Confound Alert! Human Capital Formation, the Euros, and GCSE Performance

"Student effort and educational attainment: Using the England football team to identify the education production function" (via) is a recent paper by Robert Metcalfe, Simon Burgess and Steven Proud that looks at a commonsense question. Every two years, either the World Cup or the Euros coincide with portions of the English exam period; does that have a detrimental effect on the test results? Yes, say the authors. Here's the abstract:
We use a sharp, exogenous and repeated change in the value of leisure to identify the impact of student effort on educational achievement. The treatment arises from the partial overlap of the world’s major international football tournaments with the exam period in England. Our data enable a clean difference-in-difference design. Performance is measured using the high-stakes tests that all students take at the end of compulsory schooling. We find a strongly significant effect: the average impact of a fall in effort is 0.12 SDs of student performance, significantly larger for male and disadvantaged students, as high as many educational policies.
They compare the differences in the differences in results between "late" subjects (the exams for which overlap with the tournaments in tournament years) and the "early" subjects (the exams for which do not overlap). Note that the 0.12 SDs result is for all students, including those who don't care about football. How much is 0.12 SDs?
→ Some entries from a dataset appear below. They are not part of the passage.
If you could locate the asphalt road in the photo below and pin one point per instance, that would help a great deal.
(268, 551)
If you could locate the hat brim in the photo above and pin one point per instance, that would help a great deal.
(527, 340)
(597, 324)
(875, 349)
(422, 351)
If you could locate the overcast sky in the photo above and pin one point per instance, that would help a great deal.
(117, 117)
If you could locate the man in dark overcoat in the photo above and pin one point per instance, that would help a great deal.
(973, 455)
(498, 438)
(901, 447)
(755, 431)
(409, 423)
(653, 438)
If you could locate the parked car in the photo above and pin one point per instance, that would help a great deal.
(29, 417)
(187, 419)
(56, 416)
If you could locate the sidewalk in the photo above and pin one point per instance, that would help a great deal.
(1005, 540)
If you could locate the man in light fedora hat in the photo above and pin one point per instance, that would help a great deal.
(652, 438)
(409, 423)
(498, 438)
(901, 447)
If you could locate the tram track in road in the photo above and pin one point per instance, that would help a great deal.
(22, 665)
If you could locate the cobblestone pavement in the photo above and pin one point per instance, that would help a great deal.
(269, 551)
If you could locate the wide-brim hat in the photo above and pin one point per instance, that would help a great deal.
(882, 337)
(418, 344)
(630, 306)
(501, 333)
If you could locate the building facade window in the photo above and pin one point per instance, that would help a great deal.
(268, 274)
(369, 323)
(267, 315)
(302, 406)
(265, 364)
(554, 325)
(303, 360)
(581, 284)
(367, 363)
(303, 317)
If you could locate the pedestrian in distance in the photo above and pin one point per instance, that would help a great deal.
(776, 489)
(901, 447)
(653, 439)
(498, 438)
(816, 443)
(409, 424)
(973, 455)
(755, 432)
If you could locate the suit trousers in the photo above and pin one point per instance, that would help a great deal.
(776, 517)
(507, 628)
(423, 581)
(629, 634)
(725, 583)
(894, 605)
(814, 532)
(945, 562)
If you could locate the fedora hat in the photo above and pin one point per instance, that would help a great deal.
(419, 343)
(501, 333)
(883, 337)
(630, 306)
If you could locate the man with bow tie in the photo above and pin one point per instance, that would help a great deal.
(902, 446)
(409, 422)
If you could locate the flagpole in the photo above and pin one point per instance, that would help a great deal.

For example, the “Literacy Hour” intervention in England raised reading attainment by 0.06 SDs (Machin & McNally, 2008). A unit SD increase in teacher quality raises test scores by around 0.15 to 0.24 SDs per year, 0.27 in England (Rockoff, 2004; Rivkin, Hanushek and Kain, 2005; Aaronson, Barrow, and Sander, 2007; Kane and Staiger, 2008; Slater, Davies and Burgess, 2011). The effect of major “early years” programmes such as Head Start is 0.147 SDs in applied problems and 0.319 in letter identification (Currie and Thomas, 1995; Ludwig and Phillips, 2007). Crawford et al (2007) have shown that a student’s month of birth has effects on GCSE outcomes: students who have spent their entire school careers as the youngest in the class (Augustborns) score on average 0.116 SDs (girls) or 0.131 SDs (boys) lower than the oldest in the class (September-born students). Substantial effects on pupil progress have been found in “No Excuses” Charter schools, of between 0.10 - 0.40 standard deviations increase per year in mathematics and reading (Abdulkadiroglu et al, 2009; Angrist et al, 2010). More closely related to our focus on effort, Fryer (2010) and Levitt et al (2011a) show that incentivising students to raise their effort (inputbased student incentives) have an effect size of about 0.15 SDs, and Levitt et al (2011b) show that incentives on the day of a test can increase test scores by around 0.2 SDs.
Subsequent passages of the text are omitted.